GB: They become, in their words, “an enemy.” It’s much easier to say, “This is an enemy of the community.” Any opportunity for subtlety or a nuanced answer that went beyond one word, they would do everything that they could to avoid that…because that sort of answer makes it more difficult to agitate over.
SK: That’s right. These tactics were intentionally polarizing. Think about that word, enemy, and what Barack Obama just recently said so controversially to a mostly Hispanic audience about “punishing their enemies.” That was a slip, revealing what Obama had been taught for years. That was not some one-off coincidental word that he happened to be using. Galluzzo’s and Alinsky’s whole idea was that you identify targets or enemies…And what Galluzzo also said was, “Present yourself as a pragmatist. Present yourself as someone who is beyond ideology, but then use polarizing tactics”…When you really know what Galluzzo is all about, you can get the real story on what Obama did back then.
GB: Galluzzo, I think, is one of the more odious characters in the book.
SK: And his name is disguised in [Obama’s first auto-biography], Dreams From My Father, where Obama changes the names of key characters, and who compresses characters.
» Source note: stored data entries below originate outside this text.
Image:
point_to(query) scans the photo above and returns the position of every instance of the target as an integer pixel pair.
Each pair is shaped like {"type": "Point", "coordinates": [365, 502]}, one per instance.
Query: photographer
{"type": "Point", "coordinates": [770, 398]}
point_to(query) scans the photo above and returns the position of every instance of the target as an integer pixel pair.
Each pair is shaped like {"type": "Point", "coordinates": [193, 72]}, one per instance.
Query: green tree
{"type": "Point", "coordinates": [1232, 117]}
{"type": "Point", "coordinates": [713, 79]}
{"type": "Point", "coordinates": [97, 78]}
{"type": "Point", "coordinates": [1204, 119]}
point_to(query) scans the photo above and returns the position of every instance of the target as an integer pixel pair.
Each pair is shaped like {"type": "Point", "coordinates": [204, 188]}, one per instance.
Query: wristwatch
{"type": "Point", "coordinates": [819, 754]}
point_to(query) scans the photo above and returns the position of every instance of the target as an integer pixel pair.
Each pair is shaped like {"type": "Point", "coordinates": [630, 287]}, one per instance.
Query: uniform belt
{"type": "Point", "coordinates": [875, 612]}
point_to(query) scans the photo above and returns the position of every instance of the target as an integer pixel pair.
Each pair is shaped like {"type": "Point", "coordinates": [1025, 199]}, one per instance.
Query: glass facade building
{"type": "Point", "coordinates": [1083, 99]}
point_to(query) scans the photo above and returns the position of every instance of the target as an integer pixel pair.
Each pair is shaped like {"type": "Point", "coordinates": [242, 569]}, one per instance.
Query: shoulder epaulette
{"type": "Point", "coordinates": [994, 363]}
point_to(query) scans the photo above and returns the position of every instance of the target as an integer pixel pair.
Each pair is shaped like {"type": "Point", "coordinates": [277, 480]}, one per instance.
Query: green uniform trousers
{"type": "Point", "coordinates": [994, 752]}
I argue in the book that he particularly did this with his community organizing mentor [character] because he had about three mentors, and he pulled them all into one character…because if he had developed someone whose identity who clearly was Galluzzo, it would have gotten him into some trouble, because Galluzzo was so notorious.
GB: I want to talk more about UNO of Chicago, and I’ll do so, probably, at the expense of talking more about ACORN. A lot of people already know about ACORN. No one knows about UNO. Just to illustrate who these people are, there is a school called “Ninos Heroes.”…It did not exist, then [UNO] agitated to get it built, and to secure its funding, which they did. And then they demanded that it be named “Ninos Heroes.” Explain how that process unfolded, and why is it so outrageous that they actually succeeded?
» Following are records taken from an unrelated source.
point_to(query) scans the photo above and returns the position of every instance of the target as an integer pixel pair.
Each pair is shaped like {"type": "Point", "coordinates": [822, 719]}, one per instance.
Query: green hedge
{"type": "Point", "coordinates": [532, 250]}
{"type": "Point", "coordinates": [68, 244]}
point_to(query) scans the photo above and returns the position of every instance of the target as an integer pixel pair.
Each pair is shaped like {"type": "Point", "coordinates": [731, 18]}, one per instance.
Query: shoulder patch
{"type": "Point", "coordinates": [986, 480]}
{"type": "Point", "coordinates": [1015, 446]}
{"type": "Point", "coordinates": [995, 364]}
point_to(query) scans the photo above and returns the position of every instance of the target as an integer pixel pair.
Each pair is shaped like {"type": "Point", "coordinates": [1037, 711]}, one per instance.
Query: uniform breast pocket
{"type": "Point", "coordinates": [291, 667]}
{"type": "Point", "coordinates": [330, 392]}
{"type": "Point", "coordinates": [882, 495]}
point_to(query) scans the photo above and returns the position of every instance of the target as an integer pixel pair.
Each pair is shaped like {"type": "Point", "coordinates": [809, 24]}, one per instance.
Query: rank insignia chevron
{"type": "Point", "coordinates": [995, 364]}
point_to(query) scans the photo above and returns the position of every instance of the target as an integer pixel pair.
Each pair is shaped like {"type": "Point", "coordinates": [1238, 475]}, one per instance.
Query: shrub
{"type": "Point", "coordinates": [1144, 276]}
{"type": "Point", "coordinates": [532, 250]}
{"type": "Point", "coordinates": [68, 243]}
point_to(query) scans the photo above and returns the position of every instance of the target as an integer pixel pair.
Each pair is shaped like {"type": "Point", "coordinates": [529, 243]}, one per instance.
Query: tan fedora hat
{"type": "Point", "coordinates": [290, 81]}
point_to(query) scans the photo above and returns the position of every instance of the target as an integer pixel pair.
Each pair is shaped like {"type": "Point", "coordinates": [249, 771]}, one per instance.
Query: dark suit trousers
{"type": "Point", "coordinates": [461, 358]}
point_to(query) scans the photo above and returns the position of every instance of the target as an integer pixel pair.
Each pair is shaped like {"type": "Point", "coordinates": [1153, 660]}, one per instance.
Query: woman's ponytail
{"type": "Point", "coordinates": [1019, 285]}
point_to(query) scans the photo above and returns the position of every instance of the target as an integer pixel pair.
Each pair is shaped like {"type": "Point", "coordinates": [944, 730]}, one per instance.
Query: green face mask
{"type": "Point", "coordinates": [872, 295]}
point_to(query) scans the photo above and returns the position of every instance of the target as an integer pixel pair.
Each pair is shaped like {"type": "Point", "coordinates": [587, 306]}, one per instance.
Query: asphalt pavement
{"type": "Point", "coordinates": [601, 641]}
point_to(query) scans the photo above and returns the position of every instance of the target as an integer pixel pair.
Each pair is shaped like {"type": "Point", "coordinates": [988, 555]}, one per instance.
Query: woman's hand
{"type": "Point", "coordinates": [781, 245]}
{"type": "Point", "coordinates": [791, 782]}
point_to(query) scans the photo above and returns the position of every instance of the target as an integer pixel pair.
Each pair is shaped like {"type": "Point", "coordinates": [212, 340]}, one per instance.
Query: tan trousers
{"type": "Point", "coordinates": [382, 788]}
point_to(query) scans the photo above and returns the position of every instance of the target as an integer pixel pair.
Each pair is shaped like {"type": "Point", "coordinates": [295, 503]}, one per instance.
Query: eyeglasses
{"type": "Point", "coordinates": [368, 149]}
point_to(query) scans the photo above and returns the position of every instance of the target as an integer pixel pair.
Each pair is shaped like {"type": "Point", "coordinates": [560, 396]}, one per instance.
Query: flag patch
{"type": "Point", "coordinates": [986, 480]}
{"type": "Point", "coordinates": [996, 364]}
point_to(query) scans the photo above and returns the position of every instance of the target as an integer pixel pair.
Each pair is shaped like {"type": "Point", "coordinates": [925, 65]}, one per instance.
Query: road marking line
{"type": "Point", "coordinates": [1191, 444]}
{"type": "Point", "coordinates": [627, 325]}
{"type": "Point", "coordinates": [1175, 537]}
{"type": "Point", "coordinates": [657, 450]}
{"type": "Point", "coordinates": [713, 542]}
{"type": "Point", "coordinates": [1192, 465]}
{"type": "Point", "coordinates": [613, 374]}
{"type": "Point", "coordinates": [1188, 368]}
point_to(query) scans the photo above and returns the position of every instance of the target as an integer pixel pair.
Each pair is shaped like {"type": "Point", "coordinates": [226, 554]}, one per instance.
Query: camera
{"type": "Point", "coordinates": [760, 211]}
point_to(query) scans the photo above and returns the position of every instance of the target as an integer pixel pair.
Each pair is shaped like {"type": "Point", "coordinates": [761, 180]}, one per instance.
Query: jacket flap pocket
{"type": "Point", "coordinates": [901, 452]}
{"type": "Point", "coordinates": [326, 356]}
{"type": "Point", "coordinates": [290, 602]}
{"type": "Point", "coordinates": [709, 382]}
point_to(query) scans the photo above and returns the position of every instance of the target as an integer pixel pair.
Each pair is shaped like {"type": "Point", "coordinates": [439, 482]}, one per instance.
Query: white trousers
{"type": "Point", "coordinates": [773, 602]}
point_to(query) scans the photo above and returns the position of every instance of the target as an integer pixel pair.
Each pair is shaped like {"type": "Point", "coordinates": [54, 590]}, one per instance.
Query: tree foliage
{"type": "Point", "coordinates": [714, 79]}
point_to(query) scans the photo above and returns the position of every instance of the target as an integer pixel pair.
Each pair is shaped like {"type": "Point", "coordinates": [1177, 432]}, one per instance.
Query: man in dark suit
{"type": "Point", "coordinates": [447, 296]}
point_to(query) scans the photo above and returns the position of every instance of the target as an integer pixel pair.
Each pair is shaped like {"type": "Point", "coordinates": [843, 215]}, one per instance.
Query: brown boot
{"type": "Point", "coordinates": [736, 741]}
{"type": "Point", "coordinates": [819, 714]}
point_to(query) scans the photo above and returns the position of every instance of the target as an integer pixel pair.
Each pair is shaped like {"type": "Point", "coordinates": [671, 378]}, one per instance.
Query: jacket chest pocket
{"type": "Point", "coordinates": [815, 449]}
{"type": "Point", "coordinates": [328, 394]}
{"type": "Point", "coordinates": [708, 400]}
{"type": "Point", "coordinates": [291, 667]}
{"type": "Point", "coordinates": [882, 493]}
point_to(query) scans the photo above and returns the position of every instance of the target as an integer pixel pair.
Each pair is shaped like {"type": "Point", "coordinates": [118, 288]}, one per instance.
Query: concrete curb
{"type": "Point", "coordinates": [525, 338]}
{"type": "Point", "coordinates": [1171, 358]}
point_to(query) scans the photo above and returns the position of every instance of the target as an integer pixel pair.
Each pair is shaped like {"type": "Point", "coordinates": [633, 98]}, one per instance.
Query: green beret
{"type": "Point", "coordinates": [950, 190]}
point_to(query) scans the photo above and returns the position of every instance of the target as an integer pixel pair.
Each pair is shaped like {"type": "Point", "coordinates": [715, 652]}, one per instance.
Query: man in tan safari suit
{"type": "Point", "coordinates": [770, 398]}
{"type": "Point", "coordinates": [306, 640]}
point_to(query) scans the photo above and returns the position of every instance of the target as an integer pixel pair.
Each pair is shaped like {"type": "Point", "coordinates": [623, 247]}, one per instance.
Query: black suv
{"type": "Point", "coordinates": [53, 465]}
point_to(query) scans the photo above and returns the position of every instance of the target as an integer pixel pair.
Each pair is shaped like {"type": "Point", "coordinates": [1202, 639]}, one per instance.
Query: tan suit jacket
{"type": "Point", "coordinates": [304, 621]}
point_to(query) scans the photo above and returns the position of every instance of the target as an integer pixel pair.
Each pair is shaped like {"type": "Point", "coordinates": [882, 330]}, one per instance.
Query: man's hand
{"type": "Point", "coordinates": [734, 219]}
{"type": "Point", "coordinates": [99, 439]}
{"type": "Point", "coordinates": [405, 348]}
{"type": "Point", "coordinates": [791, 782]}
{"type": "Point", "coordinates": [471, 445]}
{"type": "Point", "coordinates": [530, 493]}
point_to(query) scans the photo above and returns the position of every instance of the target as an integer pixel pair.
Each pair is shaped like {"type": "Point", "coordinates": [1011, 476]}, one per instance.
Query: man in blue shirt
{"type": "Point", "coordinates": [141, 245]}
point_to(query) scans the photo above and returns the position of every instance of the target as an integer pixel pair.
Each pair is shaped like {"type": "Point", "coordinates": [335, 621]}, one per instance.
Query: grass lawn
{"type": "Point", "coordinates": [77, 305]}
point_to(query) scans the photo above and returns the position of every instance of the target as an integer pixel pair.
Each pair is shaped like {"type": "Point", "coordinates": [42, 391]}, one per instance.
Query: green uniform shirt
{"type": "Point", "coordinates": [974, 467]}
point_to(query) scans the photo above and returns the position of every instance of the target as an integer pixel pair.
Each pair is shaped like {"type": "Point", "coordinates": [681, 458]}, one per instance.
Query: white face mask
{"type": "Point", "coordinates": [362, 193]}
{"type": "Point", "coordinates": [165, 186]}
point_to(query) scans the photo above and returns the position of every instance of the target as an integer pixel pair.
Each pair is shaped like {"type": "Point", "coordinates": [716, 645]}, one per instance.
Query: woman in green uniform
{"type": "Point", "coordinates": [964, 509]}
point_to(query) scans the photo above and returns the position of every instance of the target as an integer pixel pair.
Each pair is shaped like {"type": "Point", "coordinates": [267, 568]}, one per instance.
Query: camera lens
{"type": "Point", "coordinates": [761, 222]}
SK: Well, UNO of Chicago, as I mentioned, was a predominantly Hispanic organization. The truth is, while we don’t have exact numbers, a very large proportion of the organization was actually made up of illegal immigrants. In fact, the organization had to abandon a voter registration campaign it had started to impress politicians when it realized that such a vast portion of its membership was not eligible to register to vote. So first we had UNO of Chicago, with all of these illegal immigrants, besieging various politicians and demanding the expenditure of public funds for a school. When the school was finally granted, they decided that it ought to be called “Ninos Heroes” – or “Heroic Children.” These heroic children were famous in Mexico for having stood up to the US Army during the Mexican-American war. Now, there were a lot of patriotic Mexican-Americans in Chicago who had served in the US Military…They were extremely angry.
GB: [Uno of Chicago] wanted to name a school after literal enemies of the United States military?
SK: Literally. That’s right. But still, UNO of Chicago won, and the school was named Ninos Heroes because UNO kept running these confrontations against school board members at their homes.
END TRANSCRIPT.
Guy Benson
Guy Benson is Townhall.com's Political Editor.